I hear that Big Mama IS openin' up some apartments in Cairo soon, and dat there will be more to see than just those lousy pyramids. I hear there'll be some work shoe shopping for Big Mama, or maybe she'll just have you bozos sweepin' out the catacombs so's she can let da Sleuth Brat loose down there. Not exactly my idea of a dishonest day's work, but whatever it is, I'm sure I'll get plenty of business cleaning up da fallout.

Until that time I will be steerin a wide berth, wid the occasional visit to the catacombs. After all da basement 'is' getting kinda full...

On to Cordelia Falco who asks:


I've never believed in this whole 'forgotten birthday' motive malarkey. What's the real deal there?

Well Miss Falco, what can I say...

I could tells you that I am coverin' up some truly evil things. That for example, Isador Smith's real motive for killin' his brother William was to collect on da life insurance, or coz William was a bit too shifty with his hands round Isador's old lady, but in reality, sometimes da truth is more disturbin' than da lie.

A forgotten birthday can stabs at your heart deeper than any switchblade. (That I add, I may or may not be carryin on my person) And dare I say it (and excuse me while I gag a little) love is a funny, fickle thing, am I right?! Some of us can shake off da little things: missed birthdays, anniversaries, and da like, and some of us well we takes a rusty ice pick and... I leaves the rest to yer collective imaginations.

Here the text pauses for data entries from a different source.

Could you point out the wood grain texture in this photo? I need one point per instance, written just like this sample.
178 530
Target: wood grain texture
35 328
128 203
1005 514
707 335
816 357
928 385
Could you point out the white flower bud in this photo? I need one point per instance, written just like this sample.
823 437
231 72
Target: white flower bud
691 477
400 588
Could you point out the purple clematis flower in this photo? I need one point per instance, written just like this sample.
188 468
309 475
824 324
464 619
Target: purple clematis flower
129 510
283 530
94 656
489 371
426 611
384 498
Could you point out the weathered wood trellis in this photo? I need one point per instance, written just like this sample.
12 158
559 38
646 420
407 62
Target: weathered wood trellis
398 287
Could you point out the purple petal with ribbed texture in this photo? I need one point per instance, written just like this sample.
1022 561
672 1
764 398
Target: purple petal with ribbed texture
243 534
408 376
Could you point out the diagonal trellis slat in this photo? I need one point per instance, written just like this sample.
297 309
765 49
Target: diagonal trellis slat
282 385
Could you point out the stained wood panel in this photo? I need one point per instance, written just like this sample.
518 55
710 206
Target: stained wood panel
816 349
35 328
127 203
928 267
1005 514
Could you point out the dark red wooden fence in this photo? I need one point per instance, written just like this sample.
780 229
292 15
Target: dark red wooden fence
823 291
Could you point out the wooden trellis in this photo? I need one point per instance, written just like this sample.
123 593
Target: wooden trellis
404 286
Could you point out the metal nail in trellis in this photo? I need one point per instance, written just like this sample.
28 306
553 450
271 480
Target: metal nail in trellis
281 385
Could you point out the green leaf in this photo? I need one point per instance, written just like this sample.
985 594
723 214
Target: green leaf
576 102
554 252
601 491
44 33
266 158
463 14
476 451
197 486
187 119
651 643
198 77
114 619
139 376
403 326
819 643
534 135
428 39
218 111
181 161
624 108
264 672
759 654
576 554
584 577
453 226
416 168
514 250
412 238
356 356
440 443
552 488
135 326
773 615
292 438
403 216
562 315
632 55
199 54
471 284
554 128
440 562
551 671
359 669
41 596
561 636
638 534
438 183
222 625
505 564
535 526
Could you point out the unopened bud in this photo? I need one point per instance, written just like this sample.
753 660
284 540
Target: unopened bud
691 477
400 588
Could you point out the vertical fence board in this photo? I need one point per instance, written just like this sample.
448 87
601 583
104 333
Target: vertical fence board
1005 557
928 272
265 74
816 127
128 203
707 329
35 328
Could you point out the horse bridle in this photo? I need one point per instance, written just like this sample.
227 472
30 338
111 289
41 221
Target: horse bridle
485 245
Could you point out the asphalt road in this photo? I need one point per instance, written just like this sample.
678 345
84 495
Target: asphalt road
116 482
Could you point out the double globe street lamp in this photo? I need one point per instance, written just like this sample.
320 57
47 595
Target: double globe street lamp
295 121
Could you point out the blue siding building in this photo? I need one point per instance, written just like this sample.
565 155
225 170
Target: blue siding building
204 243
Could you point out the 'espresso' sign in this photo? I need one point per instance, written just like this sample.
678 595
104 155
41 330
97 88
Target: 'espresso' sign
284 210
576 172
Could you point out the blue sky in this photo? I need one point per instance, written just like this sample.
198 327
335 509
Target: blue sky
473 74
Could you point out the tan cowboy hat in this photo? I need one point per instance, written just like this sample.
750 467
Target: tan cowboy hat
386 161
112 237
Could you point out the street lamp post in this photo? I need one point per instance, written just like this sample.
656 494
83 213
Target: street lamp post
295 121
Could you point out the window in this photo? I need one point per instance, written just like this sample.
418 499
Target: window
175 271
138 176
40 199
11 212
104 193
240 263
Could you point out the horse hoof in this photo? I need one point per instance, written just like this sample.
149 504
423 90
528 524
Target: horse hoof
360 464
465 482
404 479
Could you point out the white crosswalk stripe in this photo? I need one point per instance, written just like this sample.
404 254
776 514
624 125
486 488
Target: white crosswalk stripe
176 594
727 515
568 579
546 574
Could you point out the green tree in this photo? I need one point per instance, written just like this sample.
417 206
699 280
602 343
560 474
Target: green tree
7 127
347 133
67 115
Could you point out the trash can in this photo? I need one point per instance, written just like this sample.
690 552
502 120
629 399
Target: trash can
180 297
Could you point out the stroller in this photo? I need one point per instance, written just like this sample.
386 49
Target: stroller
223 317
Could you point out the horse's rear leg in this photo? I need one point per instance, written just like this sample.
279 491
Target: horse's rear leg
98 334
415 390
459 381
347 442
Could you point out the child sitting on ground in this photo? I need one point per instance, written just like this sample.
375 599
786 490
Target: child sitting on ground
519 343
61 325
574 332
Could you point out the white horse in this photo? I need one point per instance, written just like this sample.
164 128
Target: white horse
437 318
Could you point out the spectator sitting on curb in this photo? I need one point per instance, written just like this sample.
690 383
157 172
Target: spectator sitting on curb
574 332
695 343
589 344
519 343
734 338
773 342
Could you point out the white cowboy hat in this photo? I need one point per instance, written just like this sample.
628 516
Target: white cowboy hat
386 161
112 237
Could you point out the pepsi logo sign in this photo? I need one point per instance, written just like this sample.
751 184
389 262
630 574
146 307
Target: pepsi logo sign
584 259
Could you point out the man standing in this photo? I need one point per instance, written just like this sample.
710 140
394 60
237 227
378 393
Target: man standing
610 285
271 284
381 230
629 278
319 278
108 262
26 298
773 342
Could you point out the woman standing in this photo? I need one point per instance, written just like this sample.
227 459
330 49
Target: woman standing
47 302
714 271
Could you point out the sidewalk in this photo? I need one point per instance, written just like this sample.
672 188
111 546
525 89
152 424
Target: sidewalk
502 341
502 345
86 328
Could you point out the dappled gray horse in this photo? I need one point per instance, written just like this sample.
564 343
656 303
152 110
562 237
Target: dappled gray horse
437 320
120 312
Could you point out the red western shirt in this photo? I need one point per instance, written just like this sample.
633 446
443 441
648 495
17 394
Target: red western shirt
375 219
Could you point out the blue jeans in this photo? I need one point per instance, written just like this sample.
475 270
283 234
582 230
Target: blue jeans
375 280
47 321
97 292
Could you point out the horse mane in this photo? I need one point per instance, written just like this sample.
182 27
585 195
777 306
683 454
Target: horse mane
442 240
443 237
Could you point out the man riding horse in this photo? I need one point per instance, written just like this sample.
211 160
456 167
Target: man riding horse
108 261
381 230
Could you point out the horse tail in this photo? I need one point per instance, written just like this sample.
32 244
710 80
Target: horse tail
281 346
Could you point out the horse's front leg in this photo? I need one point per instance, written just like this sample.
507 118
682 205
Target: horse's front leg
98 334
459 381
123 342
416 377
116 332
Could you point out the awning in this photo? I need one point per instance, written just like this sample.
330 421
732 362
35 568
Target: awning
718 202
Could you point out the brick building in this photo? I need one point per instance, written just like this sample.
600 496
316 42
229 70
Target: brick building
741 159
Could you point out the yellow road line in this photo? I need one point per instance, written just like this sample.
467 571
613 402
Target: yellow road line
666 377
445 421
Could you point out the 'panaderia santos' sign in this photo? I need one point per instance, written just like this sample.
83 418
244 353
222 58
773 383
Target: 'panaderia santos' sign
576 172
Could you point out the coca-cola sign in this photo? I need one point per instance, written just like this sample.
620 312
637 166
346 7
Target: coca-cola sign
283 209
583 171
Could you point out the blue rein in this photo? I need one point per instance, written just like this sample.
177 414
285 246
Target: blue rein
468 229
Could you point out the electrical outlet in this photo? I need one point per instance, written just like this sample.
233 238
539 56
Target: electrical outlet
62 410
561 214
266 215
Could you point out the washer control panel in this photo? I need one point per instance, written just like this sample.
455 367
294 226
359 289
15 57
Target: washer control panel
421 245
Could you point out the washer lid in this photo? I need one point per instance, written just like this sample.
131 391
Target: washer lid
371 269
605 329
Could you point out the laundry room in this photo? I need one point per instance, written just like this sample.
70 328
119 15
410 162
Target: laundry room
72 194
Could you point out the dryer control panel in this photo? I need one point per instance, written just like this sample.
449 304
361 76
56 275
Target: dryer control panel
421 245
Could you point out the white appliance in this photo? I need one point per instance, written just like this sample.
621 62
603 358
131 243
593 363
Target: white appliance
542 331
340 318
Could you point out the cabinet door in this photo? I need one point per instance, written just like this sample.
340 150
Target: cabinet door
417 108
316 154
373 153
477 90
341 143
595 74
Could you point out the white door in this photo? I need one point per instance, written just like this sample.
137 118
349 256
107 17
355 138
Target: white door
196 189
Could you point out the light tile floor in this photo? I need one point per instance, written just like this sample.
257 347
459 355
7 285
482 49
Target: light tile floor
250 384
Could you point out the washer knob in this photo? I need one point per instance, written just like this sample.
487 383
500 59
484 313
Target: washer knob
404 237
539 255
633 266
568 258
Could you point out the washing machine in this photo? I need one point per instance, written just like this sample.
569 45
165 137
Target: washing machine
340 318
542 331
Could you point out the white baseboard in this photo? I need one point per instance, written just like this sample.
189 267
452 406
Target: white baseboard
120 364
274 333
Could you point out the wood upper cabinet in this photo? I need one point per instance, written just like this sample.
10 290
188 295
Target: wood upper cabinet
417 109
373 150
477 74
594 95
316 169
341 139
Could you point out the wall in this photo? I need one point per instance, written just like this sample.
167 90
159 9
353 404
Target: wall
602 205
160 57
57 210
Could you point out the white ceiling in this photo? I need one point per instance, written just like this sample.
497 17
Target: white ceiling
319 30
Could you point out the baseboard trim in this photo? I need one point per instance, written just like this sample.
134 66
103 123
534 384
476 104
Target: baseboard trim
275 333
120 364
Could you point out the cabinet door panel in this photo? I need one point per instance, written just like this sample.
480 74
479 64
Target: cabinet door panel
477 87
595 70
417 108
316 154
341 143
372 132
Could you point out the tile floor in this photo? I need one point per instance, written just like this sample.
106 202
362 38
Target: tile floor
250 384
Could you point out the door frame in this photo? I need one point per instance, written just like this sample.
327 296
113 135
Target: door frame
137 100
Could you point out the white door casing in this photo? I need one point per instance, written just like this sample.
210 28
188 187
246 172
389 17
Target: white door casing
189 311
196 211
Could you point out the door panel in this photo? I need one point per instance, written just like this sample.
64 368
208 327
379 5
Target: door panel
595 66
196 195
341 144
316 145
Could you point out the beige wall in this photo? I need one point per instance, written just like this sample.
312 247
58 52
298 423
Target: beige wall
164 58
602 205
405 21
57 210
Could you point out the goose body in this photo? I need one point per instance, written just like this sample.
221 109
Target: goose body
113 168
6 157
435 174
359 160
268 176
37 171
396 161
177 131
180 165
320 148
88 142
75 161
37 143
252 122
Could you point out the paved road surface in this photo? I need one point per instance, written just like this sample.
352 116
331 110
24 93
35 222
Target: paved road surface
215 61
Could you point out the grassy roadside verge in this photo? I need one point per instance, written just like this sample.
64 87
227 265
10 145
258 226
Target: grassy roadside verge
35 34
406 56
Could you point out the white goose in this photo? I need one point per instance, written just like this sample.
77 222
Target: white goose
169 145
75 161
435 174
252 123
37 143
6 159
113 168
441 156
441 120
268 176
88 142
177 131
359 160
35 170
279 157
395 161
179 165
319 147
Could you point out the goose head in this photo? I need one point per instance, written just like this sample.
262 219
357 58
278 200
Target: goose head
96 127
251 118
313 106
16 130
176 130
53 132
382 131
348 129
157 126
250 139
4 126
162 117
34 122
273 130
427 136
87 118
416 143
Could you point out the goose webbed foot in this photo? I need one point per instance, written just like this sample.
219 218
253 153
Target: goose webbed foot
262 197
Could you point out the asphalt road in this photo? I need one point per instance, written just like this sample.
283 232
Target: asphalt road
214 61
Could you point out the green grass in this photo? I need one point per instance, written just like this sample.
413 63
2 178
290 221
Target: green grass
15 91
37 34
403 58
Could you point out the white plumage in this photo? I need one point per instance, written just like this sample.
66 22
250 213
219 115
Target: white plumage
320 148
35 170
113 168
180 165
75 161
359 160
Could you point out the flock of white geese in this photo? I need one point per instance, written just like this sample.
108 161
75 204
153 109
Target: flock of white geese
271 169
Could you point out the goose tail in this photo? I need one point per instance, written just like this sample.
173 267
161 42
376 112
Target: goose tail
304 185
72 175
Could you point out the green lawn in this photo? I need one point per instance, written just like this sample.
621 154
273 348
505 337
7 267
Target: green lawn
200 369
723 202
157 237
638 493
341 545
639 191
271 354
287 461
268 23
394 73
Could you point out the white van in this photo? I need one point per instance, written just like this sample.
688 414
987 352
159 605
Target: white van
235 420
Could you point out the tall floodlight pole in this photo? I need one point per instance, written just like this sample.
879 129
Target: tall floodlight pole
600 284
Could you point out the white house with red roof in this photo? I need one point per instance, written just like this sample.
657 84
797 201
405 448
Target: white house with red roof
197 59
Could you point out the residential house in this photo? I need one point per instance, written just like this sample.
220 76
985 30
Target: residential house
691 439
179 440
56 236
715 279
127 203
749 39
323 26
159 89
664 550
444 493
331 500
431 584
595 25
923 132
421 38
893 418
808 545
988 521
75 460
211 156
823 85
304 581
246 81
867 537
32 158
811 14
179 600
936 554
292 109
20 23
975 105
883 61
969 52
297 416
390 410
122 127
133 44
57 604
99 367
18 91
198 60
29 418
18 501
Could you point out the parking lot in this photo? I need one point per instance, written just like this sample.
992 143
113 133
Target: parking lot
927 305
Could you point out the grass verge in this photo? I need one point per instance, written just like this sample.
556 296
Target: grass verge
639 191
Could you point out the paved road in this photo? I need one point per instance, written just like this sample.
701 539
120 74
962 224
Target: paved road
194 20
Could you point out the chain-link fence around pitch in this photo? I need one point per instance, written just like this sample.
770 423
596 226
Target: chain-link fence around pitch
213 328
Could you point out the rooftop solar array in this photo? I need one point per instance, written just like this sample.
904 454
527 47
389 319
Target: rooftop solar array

So Cordelia sometimes you just have to take things at face value, and if youse happen to forget a loved one's birthday, remember to hide the steak knives before you go to bed that night.

Speakin', as we were, of meat, Oscar Meyer wants to know:

Can you cut me a deal on FA prices?

Oscar, those in the know got at least two ways to get a deal on my fees. An' I gots expensive tastes. So if you ain't gonna read between the lines on the boards, or answer me when I axe you for a deal on bologna, I ain't gonna do you no favors neither.